La flor de Marita

En el pasillo, en la planta baja, pueden pasear los locos que los doctores no consideran peligrosos para sí y para los demás. 

Mauro tiene unos ojos azules que te atraviesan, y siempre pide dinero para cigarrillos. Abel lleva puesto todo el año un gorro que le llega hasta las gafas gruesas como fondo de botella. Manuela se para a secas cuando encuentra a alguien, y le repite “buenos días” mil veces, antes de irse tambaleando sobre sus zapatos rojos que intentan hacer juego con las medias fucsia y el bolso dorado. Marita, pelirroja como una cebolla dorada, lleva una flor falsa de las del cementerio en el pelo ya un poco desteñido.  
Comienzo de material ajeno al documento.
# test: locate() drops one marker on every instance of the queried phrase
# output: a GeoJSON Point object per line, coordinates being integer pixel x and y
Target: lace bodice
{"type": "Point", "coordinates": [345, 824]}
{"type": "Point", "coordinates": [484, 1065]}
Hace cuatro meses que vengo aquí cada día, desde la última crisis de Alfonso. Poco a poco he aprendido a conocerlos, estos locos que tienen la suerte de estar menos locos, que pueden salir de su habitación. Alfonso no. Ya no… 

Hay días en que todo esto se me hace tan normal que puedo llegar a sonreír e intercambiar algunas palabras con ellos, y hay días en que no puedo más: ver al propio hijo aquí es demasiado para una madre. 

Hoy camino por el pasillo observando el suelo, evitando las miradas, me paro frente a la maquinita de café, inserto una moneda. Marita se acerca: “¿Me regala un café?” Está prohibido dar bebidas a los “huéspedes”, pero hoy no soy capaz de negarme. Silenciosamente le paso la tacita y pongo otra moneda en la máquina. Marita me lo agradece con un tal entusiasmo que rompo a llorar. 

—¿Qué le pasa, señora, puedo ayudarla? — me pregunta. 

Luego, se quita la flor descolorida del pelo y me la da.